A obra se articula em torno de três movimentos, três ações, três deslocamentos no tempo e no espaço que são as três “viagens” de Christopher Plummer de Miami aos Everglades. Esquematizando ao extremo - o que deveria no entanto ser evitado, mas o espaço limitado aqui servirá como desculpa -, podemos dizer que a primeira viagem é aquela do reconhecimento topográfico dos locais e a descoberta de um mundo “diferente”; a segunda sanciona a relatividade dos valores preconizados pela civilização; a terceira é aquela da iniciação e da integração, iniciação aos ritos que regem a ordem instintiva e natural, integração ao coração de um universo que faz da revolta a condição essencial da sobrevivência do homem apaixonado pela liberdade. Essa descoberta de uma outra vida passa pela embriaguez sensual, a iniciação utilizando os eventos irracionais da fascinação que provocam os efeitos conjugados do álcool, do fogo, dos pratos ardentes sem esquecer o acordo tácito do homem e do cosmos com a tempestade que estoura nessa noite, como se a violência que todo homem porta em si não fosse mais que o prolongamento da violência natural do mundo.

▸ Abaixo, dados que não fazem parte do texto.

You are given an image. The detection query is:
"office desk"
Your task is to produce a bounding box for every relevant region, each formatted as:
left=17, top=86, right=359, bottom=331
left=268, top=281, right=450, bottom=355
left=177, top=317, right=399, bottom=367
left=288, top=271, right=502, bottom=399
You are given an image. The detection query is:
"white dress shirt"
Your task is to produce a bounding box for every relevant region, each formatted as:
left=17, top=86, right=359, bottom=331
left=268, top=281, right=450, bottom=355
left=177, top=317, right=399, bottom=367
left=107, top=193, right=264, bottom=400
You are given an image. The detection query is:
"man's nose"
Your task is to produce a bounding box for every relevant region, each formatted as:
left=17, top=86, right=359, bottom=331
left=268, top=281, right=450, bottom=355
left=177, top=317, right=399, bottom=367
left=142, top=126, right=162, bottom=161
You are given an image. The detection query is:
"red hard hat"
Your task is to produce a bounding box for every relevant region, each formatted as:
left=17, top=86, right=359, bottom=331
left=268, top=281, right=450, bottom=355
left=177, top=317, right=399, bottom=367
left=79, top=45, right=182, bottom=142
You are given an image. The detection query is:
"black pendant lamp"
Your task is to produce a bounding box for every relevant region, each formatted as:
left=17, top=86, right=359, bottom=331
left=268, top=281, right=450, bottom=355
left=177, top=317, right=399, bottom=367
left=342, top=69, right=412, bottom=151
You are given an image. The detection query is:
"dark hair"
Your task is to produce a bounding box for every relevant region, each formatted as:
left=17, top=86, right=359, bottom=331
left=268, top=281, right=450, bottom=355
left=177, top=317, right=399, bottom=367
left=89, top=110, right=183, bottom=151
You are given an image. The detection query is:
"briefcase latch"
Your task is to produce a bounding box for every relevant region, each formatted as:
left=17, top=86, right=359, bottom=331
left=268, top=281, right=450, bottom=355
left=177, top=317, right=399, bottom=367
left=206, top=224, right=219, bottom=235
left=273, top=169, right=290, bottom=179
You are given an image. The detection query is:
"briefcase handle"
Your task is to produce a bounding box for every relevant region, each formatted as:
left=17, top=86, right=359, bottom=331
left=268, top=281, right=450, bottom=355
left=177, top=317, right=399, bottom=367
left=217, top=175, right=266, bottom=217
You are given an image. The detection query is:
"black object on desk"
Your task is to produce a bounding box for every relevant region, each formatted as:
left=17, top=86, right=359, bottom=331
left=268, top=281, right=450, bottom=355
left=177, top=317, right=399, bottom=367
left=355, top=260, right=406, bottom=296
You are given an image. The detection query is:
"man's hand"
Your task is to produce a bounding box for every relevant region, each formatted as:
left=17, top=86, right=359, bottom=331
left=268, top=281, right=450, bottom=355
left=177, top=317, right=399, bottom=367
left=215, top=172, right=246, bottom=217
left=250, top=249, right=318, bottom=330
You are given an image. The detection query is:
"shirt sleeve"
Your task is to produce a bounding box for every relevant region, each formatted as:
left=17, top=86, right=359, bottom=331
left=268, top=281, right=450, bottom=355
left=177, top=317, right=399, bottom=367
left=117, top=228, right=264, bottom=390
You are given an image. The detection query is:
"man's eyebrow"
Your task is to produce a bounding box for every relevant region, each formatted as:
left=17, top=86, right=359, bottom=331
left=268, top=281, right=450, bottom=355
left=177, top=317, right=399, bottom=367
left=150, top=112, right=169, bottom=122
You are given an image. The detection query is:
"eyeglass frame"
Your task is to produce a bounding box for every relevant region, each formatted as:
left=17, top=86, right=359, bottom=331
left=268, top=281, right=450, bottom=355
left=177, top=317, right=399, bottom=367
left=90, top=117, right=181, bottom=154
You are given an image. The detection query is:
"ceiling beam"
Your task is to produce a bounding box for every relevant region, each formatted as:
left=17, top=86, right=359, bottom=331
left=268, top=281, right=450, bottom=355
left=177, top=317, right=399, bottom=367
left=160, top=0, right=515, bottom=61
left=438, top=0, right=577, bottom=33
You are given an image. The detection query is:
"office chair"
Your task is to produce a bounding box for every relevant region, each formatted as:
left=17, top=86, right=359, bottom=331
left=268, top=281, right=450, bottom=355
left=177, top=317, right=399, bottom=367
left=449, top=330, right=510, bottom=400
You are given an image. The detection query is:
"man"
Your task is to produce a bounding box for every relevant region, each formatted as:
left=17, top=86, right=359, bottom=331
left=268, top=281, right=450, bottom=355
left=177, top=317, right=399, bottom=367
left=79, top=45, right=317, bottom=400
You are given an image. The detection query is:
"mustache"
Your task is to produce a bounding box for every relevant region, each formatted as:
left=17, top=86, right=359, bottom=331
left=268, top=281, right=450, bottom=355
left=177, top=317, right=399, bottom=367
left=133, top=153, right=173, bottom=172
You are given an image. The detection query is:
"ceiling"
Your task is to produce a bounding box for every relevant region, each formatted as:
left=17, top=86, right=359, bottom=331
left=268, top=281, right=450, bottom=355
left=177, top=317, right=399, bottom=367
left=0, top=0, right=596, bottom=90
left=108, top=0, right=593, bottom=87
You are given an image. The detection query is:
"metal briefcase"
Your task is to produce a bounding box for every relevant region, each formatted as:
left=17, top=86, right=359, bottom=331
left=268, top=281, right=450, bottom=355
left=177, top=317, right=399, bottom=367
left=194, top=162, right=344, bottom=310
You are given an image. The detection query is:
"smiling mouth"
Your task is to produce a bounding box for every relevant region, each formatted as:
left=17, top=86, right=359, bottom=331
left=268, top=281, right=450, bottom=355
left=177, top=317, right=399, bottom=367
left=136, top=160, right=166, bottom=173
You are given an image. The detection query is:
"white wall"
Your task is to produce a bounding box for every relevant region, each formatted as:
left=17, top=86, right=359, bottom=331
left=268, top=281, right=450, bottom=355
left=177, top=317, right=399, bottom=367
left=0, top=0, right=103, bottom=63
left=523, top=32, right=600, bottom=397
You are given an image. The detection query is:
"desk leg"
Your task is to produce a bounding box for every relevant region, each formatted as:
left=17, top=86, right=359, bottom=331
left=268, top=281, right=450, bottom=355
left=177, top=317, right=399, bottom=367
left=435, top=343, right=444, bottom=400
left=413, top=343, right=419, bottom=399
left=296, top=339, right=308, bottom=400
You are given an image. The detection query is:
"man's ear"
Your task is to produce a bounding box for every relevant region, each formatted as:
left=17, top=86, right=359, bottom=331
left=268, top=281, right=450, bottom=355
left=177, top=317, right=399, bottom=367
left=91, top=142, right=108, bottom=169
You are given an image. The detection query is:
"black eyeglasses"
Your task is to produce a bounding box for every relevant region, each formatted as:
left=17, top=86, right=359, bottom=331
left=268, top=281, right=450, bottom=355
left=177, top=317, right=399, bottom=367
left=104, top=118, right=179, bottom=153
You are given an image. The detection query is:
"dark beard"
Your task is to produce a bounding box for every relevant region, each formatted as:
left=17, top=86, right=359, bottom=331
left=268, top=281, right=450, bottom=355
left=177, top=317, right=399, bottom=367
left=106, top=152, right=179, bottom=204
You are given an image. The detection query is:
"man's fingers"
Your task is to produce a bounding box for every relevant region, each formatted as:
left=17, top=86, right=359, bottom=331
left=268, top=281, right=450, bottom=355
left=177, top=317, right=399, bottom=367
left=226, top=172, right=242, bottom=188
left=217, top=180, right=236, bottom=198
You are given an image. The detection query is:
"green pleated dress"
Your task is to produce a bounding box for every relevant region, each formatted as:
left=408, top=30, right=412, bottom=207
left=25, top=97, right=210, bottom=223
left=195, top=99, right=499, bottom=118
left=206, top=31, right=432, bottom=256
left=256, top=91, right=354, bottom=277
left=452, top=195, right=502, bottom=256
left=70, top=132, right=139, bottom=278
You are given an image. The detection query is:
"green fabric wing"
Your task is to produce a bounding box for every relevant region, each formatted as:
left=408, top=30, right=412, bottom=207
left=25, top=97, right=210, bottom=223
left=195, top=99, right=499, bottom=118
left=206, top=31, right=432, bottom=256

Após essa noite de delírio, Burl Ives pode jogar sua vida com um adversário que reconhece como seu igual. A morte não é mais um acidente trágico mas ainda uma manifestação da vida: nascida com grãos de palmeira no estômago, uma árvore crescerá certamente no lugar desse homem que se abate lentamente sob nossos olhos.
A morte de Burl Ives é um momento inesquecível com o último olhar deste que matou tantos voláteis, olhar que observa um pássaro branco subindo num céu luminoso: “É verdade, diz ele, eu nunca os olhei!”. Essa descoberta da beleza e da vida à beira da morte não é já o tema de Morte em Veneza? Nicholas Ray substitui esse plano do pássaro branco que se eleva aos céus por um pássaro negro pousando lentamente sobre o homem agonizante. Magnífico: nada é dito, tudo é mostrado. O filme abunda lampejos de genialidade comparáveis a esse; mas como evocar todos? Seria necessário ressaltar também a que nível de complexidade banha o discurso de Nicholas Ray. Nada é jamais definitivo, nenhum preconceito, sempre essa noção ambivalente das coisas, sempre essa preocupação de respeitar a complexidade infinita da vida: no paraíso figurado pelo pântano, Nicholas Ray não é enganado pela serpente escondida pela flor; é um réptil que matará Burl Ives apelidado no entanto de “A Serpente”, e é no inferno de Miami que Christopher Plummer descobrirá seu paraíso na pessoa tão carinhosa de Gypsy Rose Lee. Jamais o universo de Nicholas Ray poderá ser isolado e imobilizado numa fórmula, nunca poderá ser simplificado porque ele é totalidade. Os pássaros não povoam somente os Everglades, eles cobrem os chapéus das damas da cidade que se assemelham às aves de mau agouro, e a teia de aranha que tece em torno de Christopher Plummer a matrona do bordel - que a mise en scène descreve como uma emboscada - é tão temível quanto a mais temível das armadilhas dissimuladas nos Everglades, onde mesmo as árvores são inimigas.